Eine Anmerkung des Bamberger Erzbischofs Schick hingegen dürfte in der nächsten Zeit für noch mehr Aufregung sorgen. In der Online-Ausgabe des Spiegel findet sich ein Zitat aus einem Gespräch mit dem Kirchenoberen aus Bamberg, in dem es um den Zölibat geht: "Ich wäre dafür, dass man darüber nachdenkt". Nachdenken also über den Umgang mit dem Zölibat, der nach Ansicht vieler Zeitgenossen der Grund für die in den letzten Monaten bekanntgewordenen Missbrauchsfälle innerhalb der katholischen Kirche sein soll.
Weiter ist zu lesen, dass der Bamberger Erzbischof fordere, dass Laien mehr Verantwortung in den Gremien erhalten sollten und auch Frauen stärker sowohl "in der Pastorale als Gemeindereferentinnen und Pastoralreferentinnen - aber auch in unseren Leitungsgremien" einbezogen werden sollten. Das ist tatsächlich einigermaßen neu und wird, auch wenn dergleichen immer mal wieder hinter vorgehaltener Hand angemerkt wurde, vermutlich zwar die Hardliner auf den Plan rufen, aber vielleicht auch eine etwas öffentlichere Debatte im Umgang mit diesen Fragen bewirken.

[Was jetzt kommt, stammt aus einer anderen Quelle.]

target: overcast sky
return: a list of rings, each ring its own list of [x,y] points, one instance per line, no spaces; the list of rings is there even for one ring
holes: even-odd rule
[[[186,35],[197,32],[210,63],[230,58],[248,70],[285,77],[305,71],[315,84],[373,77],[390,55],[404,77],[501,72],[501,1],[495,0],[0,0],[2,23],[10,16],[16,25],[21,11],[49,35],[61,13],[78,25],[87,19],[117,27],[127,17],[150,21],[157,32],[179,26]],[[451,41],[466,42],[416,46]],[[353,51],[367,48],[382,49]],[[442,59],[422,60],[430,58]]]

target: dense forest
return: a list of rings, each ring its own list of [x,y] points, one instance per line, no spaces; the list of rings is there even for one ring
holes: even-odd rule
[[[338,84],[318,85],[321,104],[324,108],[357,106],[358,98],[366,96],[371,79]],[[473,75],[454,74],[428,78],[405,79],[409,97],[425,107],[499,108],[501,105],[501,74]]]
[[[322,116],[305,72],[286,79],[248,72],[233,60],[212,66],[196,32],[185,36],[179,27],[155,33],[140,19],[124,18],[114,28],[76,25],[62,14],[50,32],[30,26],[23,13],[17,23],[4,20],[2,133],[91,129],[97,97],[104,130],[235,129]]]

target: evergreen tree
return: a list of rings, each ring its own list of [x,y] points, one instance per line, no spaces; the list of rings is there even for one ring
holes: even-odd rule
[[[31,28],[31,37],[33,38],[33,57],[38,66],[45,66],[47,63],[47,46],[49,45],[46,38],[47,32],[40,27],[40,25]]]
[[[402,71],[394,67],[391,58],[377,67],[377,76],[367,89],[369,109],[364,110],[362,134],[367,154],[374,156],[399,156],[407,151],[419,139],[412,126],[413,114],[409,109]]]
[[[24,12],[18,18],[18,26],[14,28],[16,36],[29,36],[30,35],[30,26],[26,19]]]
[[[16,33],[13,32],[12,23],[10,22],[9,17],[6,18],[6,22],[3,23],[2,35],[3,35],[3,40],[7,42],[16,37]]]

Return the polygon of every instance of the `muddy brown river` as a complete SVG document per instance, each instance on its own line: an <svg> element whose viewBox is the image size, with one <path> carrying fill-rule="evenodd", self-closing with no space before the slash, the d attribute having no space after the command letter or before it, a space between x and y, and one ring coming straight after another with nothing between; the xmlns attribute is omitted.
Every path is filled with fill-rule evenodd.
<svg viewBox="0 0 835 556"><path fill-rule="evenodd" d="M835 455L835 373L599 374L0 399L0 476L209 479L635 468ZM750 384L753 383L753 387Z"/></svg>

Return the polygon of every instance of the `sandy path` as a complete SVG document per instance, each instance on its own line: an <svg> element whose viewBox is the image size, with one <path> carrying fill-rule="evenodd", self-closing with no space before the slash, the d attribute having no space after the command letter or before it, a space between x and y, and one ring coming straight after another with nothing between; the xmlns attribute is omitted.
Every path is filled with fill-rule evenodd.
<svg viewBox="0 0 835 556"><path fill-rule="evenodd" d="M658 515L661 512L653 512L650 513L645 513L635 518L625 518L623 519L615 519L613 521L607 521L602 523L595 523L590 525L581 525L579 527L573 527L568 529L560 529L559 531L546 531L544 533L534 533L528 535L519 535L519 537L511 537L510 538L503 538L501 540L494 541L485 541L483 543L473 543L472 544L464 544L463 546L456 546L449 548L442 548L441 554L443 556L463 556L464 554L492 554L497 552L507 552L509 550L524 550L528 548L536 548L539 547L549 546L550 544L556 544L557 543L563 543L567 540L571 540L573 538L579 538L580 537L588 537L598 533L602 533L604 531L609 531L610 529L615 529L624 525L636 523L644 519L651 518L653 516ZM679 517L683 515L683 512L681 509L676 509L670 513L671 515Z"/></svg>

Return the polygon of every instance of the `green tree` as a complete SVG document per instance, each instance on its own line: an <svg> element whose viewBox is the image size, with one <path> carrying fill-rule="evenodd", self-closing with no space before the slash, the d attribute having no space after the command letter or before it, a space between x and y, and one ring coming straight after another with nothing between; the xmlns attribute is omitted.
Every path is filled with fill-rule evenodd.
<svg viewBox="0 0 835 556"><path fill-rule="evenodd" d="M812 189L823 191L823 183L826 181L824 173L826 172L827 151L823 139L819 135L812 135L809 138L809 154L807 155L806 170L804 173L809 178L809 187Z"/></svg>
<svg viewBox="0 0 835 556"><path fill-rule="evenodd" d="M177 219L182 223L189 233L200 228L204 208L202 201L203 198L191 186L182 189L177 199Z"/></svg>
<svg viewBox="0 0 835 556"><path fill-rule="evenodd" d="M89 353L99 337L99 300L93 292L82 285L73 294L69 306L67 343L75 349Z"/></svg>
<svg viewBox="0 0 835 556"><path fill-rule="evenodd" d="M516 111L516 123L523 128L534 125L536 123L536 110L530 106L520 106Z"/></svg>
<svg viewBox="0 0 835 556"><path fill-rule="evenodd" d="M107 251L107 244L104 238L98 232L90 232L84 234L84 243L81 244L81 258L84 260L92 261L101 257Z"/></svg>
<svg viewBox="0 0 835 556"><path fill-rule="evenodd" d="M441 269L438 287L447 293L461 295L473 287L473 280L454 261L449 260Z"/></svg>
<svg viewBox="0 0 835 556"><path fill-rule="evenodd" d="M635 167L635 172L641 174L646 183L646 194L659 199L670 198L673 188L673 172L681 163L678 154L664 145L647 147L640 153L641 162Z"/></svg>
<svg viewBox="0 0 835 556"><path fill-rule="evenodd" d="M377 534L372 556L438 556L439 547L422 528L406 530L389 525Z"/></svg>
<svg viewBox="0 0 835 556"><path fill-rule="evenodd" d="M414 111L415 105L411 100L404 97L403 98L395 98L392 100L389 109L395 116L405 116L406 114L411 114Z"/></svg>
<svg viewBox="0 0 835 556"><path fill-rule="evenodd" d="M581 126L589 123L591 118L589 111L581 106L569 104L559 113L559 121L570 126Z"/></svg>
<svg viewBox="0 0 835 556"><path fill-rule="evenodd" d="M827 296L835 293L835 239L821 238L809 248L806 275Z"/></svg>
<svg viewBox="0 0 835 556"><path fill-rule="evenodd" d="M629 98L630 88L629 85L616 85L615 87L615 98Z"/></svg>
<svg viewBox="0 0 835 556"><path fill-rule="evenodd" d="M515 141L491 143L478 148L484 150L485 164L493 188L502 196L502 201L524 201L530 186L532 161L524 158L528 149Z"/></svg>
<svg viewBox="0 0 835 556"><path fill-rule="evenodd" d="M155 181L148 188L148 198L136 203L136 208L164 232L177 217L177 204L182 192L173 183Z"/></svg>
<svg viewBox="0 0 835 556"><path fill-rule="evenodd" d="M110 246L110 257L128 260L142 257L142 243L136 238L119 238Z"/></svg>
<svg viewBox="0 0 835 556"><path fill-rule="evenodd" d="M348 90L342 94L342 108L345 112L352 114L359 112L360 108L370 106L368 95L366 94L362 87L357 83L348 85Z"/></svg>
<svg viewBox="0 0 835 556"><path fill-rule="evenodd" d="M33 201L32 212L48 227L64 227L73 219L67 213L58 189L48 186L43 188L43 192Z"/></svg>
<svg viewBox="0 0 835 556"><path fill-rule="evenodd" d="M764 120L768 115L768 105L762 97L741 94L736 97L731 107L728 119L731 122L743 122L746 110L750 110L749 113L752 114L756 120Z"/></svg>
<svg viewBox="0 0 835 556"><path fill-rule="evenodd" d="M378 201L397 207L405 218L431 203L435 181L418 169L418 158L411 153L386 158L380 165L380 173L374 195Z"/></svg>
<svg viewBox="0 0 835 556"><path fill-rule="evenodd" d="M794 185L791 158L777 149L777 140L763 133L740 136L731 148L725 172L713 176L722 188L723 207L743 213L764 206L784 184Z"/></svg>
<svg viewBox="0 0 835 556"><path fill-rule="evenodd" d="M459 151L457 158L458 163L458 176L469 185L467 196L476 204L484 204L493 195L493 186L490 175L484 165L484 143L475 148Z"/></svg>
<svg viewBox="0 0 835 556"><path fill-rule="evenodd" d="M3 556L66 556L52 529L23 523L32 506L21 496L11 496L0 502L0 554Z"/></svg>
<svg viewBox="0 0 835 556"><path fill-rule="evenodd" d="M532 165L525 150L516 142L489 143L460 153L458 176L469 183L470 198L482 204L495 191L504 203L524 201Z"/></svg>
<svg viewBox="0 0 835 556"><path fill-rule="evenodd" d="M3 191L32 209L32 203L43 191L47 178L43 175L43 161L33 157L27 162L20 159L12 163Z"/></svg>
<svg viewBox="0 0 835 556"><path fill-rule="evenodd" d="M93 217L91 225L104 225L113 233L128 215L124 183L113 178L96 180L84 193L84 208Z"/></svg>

Mit einem kleinen Schmankerl wartet der Spiegel im Zusammenhang mit dem Rücktritt Mixas allerdings auch noch auf: "Mixa soll, so heißt es in Kirchenkreisen, homosexuelle Neigungen gehabt haben. In der Szene wurde über seinen Spitznamen "Monsi" - abgeleitet von Monsignore - gespottet."
Der Erzbischof Schick, so schreibt SPON, verstünde sich als "katholischer 68er", was man angesichts seiner Anmerkungen ja problemlos nachempfinden kann. Zumindest aber lässt sich sagen, dass sich auf höherer Ebene etwas zu bewegen beginnt und so darf man ruhig gespannt sein auf die Reaktionen, denn durch die Veröffentlichungen über diese jüngsten Entwicklungen, werden, wenn sich die zu erwartende Aufregung etwas abgekühlt hat, möglicherweise Steine ins Rollen kommen, die auf ihrem Weg durchaus auch manchen größeren Brocken mitreißen könnten.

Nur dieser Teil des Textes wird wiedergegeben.